# Amharic: እኛ ያሰብነው ሳይሆን አላህ ያለው ይሆናል።



## thelastchoice

Can someone help me in identifying and translating what is written on this photo:


----------



## Haskol

It seems to be Amharic written by a Muslim. My Amharic isn't very good, but I understand two words: 
እኛ - we 
አላህ - Allah

Beyond that I'm less sure but:
ያሰብነው - a form of the verb "to think"
ይሆናል - it is, it becomes
ያለው - said


----------



## thelastchoice

Thanks a lot. Highly appreciated.
We will wait for those who know Amharic to help us.


----------



## dawit20

Hi I am a new member here and I hope to help everyone that is interested with Amharic on here.

እኛ ያሰብነው ሳይሆን አላህ ያለው ይሆናል።
It's not what we think, but it's what Allah says that will happen.

(many other ways the english translation can be written too)

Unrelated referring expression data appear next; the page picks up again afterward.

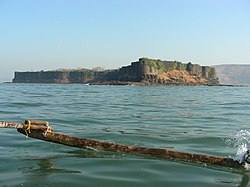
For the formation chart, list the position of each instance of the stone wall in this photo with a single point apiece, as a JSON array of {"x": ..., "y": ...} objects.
[{"x": 143, "y": 70}]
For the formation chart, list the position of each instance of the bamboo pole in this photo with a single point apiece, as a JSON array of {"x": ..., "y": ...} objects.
[{"x": 154, "y": 152}]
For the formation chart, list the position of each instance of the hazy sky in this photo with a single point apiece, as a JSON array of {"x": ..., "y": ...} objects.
[{"x": 52, "y": 34}]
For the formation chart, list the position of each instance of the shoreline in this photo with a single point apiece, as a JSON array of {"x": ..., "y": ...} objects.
[{"x": 128, "y": 83}]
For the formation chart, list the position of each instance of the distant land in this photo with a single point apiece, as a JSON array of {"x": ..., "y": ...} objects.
[
  {"x": 233, "y": 74},
  {"x": 145, "y": 71}
]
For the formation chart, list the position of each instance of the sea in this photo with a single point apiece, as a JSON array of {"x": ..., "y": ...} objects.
[{"x": 209, "y": 120}]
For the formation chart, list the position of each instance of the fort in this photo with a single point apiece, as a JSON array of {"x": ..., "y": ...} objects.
[{"x": 145, "y": 71}]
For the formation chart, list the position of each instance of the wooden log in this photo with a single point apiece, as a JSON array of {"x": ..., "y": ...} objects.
[
  {"x": 154, "y": 152},
  {"x": 41, "y": 126}
]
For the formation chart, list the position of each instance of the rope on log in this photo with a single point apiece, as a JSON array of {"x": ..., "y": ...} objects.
[{"x": 44, "y": 132}]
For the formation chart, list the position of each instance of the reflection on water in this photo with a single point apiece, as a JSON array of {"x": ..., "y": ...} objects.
[{"x": 42, "y": 169}]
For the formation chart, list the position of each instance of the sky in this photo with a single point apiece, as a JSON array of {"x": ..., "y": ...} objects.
[{"x": 53, "y": 34}]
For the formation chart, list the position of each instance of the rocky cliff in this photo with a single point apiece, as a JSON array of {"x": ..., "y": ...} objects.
[{"x": 144, "y": 71}]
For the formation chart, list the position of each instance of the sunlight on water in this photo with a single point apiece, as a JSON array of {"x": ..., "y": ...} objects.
[{"x": 239, "y": 142}]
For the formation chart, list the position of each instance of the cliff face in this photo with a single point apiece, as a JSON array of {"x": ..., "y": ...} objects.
[
  {"x": 145, "y": 70},
  {"x": 168, "y": 72}
]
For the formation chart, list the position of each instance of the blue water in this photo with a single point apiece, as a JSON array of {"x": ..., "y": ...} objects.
[{"x": 204, "y": 120}]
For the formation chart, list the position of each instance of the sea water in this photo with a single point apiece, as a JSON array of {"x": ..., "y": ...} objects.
[{"x": 195, "y": 119}]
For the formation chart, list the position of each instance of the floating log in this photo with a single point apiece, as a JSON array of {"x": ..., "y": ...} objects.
[
  {"x": 143, "y": 151},
  {"x": 42, "y": 131}
]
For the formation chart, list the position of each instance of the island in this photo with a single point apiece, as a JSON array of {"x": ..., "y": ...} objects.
[{"x": 145, "y": 71}]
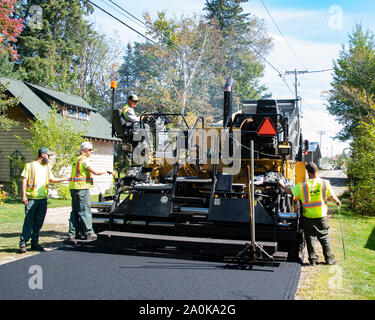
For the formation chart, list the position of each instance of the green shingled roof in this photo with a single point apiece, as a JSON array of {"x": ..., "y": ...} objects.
[
  {"x": 99, "y": 127},
  {"x": 62, "y": 98}
]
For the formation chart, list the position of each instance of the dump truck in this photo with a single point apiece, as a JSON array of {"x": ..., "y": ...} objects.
[{"x": 209, "y": 189}]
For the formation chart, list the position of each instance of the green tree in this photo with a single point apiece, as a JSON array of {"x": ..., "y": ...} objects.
[
  {"x": 166, "y": 74},
  {"x": 351, "y": 99},
  {"x": 361, "y": 170},
  {"x": 352, "y": 102},
  {"x": 50, "y": 52},
  {"x": 10, "y": 28},
  {"x": 244, "y": 37},
  {"x": 53, "y": 131}
]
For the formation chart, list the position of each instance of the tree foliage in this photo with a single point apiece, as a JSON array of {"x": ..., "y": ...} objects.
[
  {"x": 53, "y": 131},
  {"x": 244, "y": 37},
  {"x": 351, "y": 98},
  {"x": 185, "y": 68},
  {"x": 352, "y": 101},
  {"x": 361, "y": 170},
  {"x": 10, "y": 29},
  {"x": 50, "y": 53},
  {"x": 169, "y": 74}
]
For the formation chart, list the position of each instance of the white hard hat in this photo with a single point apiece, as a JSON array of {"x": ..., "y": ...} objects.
[{"x": 86, "y": 145}]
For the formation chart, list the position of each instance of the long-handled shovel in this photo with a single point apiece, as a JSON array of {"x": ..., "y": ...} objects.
[{"x": 342, "y": 233}]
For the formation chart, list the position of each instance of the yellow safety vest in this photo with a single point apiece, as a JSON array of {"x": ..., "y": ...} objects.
[
  {"x": 125, "y": 110},
  {"x": 80, "y": 177},
  {"x": 31, "y": 186},
  {"x": 314, "y": 198}
]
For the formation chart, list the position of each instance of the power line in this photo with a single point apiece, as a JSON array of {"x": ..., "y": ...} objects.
[
  {"x": 153, "y": 42},
  {"x": 141, "y": 34},
  {"x": 117, "y": 19},
  {"x": 272, "y": 66},
  {"x": 282, "y": 35}
]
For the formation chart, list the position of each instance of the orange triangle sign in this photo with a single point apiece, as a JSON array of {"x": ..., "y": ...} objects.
[{"x": 267, "y": 128}]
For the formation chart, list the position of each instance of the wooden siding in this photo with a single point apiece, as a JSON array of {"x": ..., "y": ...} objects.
[
  {"x": 102, "y": 157},
  {"x": 9, "y": 144}
]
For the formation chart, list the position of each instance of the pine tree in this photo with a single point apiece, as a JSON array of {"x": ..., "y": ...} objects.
[
  {"x": 50, "y": 52},
  {"x": 243, "y": 38}
]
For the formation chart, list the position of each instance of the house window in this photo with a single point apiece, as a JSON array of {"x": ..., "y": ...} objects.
[
  {"x": 16, "y": 165},
  {"x": 77, "y": 113},
  {"x": 72, "y": 112},
  {"x": 82, "y": 114}
]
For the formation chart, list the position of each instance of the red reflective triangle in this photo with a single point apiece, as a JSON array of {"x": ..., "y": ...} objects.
[{"x": 267, "y": 128}]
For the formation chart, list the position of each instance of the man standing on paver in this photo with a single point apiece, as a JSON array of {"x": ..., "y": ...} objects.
[
  {"x": 314, "y": 194},
  {"x": 36, "y": 177},
  {"x": 80, "y": 183}
]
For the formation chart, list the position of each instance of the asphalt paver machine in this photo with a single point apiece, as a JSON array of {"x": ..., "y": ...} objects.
[{"x": 209, "y": 189}]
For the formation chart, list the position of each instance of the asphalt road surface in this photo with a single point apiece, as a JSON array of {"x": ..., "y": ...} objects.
[{"x": 69, "y": 274}]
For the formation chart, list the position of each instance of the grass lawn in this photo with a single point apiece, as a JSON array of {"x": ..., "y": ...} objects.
[
  {"x": 12, "y": 214},
  {"x": 11, "y": 220},
  {"x": 350, "y": 279}
]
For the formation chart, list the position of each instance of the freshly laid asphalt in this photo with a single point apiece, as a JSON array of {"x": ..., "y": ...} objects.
[{"x": 71, "y": 274}]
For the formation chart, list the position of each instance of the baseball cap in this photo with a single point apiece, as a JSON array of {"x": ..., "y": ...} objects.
[
  {"x": 133, "y": 97},
  {"x": 43, "y": 150},
  {"x": 86, "y": 145}
]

*Word by word translation:*
እኛ-ïña-we
ያሰብነው-yasäbnäw-what we have thought
ሳይሆን-sayhon-it's not (lit. without it being)
አላህ-allah-allah
ያለው-yaläw-what he has said
ይሆናል-yïhonal-will happen/become


----------



## thelastchoice

Thanks a lot Dawit20.
Very enlightening indeed. 
Im happy we have an Amharic speaker here. Welcome on board.!


----------



## dawit20

No problem and thank you for the welcome!
Will be happy to help people with their Amharic!


----------